Leading economists have predicted successive interest rate rises on the cards for coming months, despite a softening of language from the Reserve Bank’s governor.

The Reserve Bank lifted the official cash rate to 3.6 per cent last week, the 10th month in a row interest rates have risen.

While the bank’s governor Philip Lowe indicated a pause on interest rates was possible, Westpac’s chief economist Bill Evans said it was unlikely it would take place.

Mr Evans said a further two rate hikes were on the cards in both April and May.

He indicated upcoming unemployment and inflation figures would be too uncertain to predict to say for sure an interest rate pause was likely.

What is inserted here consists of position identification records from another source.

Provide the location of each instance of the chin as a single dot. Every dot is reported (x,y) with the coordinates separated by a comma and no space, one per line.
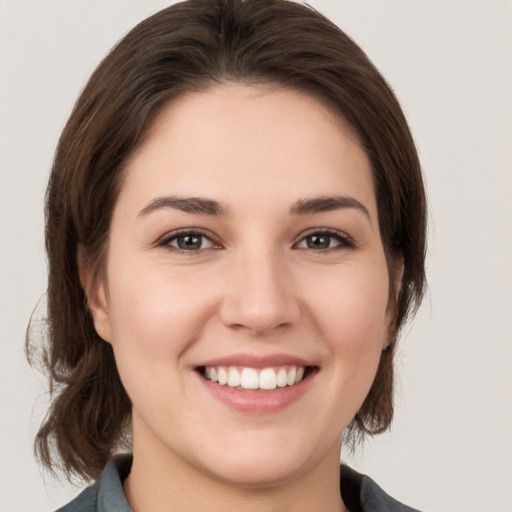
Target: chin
(264,464)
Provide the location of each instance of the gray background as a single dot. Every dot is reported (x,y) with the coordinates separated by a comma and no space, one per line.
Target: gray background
(450,63)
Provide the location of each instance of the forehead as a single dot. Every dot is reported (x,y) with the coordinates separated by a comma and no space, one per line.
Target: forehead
(254,144)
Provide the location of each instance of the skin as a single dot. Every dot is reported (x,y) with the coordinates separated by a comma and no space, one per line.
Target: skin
(258,288)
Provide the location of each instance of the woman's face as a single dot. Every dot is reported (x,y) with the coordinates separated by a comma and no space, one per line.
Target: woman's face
(245,248)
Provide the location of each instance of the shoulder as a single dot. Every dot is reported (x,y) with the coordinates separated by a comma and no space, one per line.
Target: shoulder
(361,494)
(105,495)
(85,502)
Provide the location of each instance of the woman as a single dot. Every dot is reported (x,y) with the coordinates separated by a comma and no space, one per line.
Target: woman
(235,229)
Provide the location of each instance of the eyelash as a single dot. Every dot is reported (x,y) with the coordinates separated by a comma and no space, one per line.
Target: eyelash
(344,241)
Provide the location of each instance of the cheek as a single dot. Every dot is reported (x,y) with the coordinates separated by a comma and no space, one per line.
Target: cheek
(350,307)
(156,312)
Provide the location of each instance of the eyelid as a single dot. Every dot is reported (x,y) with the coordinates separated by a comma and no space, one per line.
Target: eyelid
(346,241)
(164,241)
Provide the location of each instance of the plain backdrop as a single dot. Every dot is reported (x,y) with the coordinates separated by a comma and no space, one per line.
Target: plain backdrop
(450,63)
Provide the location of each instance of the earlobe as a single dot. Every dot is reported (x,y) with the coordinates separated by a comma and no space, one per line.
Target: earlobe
(95,292)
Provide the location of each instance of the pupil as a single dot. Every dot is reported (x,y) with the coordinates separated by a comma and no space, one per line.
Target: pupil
(319,242)
(189,242)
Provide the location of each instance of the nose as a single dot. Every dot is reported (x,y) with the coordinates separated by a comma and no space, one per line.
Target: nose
(259,295)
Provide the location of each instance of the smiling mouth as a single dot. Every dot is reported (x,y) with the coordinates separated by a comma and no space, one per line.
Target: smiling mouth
(264,379)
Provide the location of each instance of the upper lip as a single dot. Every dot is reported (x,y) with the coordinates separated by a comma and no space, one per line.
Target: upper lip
(256,361)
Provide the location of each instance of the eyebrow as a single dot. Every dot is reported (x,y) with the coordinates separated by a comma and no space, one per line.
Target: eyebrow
(203,206)
(197,205)
(327,204)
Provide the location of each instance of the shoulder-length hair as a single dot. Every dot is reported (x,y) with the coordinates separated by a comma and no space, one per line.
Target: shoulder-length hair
(193,46)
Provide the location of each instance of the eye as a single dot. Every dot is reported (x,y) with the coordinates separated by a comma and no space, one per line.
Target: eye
(324,240)
(189,241)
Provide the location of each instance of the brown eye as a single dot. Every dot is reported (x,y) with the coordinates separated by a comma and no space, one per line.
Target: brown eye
(189,242)
(325,240)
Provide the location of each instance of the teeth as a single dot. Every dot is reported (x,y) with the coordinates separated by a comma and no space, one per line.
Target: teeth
(250,378)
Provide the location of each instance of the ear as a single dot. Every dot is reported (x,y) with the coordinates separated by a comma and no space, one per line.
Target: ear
(397,275)
(95,290)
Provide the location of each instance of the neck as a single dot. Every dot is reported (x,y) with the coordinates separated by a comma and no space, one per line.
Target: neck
(162,483)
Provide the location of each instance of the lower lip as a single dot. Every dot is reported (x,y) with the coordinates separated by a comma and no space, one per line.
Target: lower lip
(260,401)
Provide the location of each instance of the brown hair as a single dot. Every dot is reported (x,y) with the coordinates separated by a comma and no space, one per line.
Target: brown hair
(187,47)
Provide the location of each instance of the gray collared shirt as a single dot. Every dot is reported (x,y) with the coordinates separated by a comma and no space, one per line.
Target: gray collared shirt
(359,492)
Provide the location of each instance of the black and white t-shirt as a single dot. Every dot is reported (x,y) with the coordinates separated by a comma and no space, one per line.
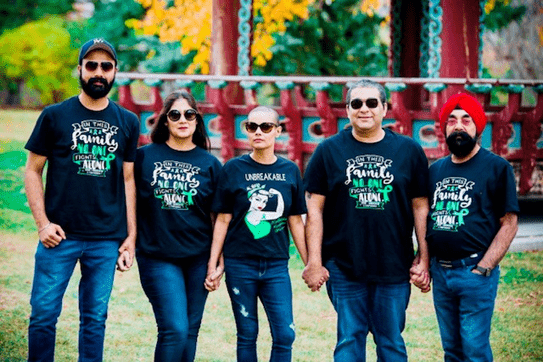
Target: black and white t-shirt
(85,151)
(368,215)
(260,199)
(174,194)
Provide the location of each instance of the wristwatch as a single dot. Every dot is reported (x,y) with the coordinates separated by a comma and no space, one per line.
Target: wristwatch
(484,271)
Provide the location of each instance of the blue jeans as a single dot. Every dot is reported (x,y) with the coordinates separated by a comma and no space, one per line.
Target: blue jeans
(464,304)
(367,307)
(267,279)
(178,296)
(53,270)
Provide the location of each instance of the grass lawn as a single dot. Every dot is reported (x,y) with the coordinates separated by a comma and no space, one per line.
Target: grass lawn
(131,332)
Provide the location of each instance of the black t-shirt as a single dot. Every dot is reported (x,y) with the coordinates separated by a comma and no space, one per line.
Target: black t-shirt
(85,152)
(467,201)
(175,190)
(368,215)
(260,199)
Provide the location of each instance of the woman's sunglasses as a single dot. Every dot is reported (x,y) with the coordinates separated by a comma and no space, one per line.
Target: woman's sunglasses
(265,127)
(91,66)
(174,115)
(358,103)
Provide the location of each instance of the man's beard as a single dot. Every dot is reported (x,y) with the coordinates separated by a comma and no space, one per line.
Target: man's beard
(461,144)
(96,91)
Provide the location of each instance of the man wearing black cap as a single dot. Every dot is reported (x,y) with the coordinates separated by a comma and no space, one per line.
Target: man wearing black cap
(87,212)
(471,223)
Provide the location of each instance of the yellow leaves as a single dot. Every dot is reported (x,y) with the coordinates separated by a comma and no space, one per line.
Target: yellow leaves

“There is ample evidence that the governor favours a pause in April but the task is reliant on a series of volatile data reports and overseas developments,” Mr Evans said.

“The employment and monthly inflation indicators are both volatile particularly in the first two months of the year due to changing seasonal patterns.”

Dr Lowe said a pause on rates would occur if collective data suggested it was the right thing to do.

Economists are predicting a recovery in jobs figures during February, following the unexpected loss of 11,500 jobs from the market in January.

Commonwealth Bank economists expect to see 45,000 jobs added to the economy when the data is released on Thursday with the jobless rate holding firm at 3.70 per cent and the participation rate lifting a touch from 66.5 per cent to 66.6 per cent. 

Economists from JP Morgan said the jobs data would take on extra significance given the looming interest rates decision.

“We forecast the jobless rate to tick marginally lower to 3.6 per cent, an improvement from the prior month but still two-tenths above the 2022 low,” the forecast said.

“We expect another 25 basis point hike next month, though there remains a risk that this is held back to May, after the CPI report.”

The Australian Bureau of Statistics will also release its monthly business turnover and household spending indicator on Tuesday.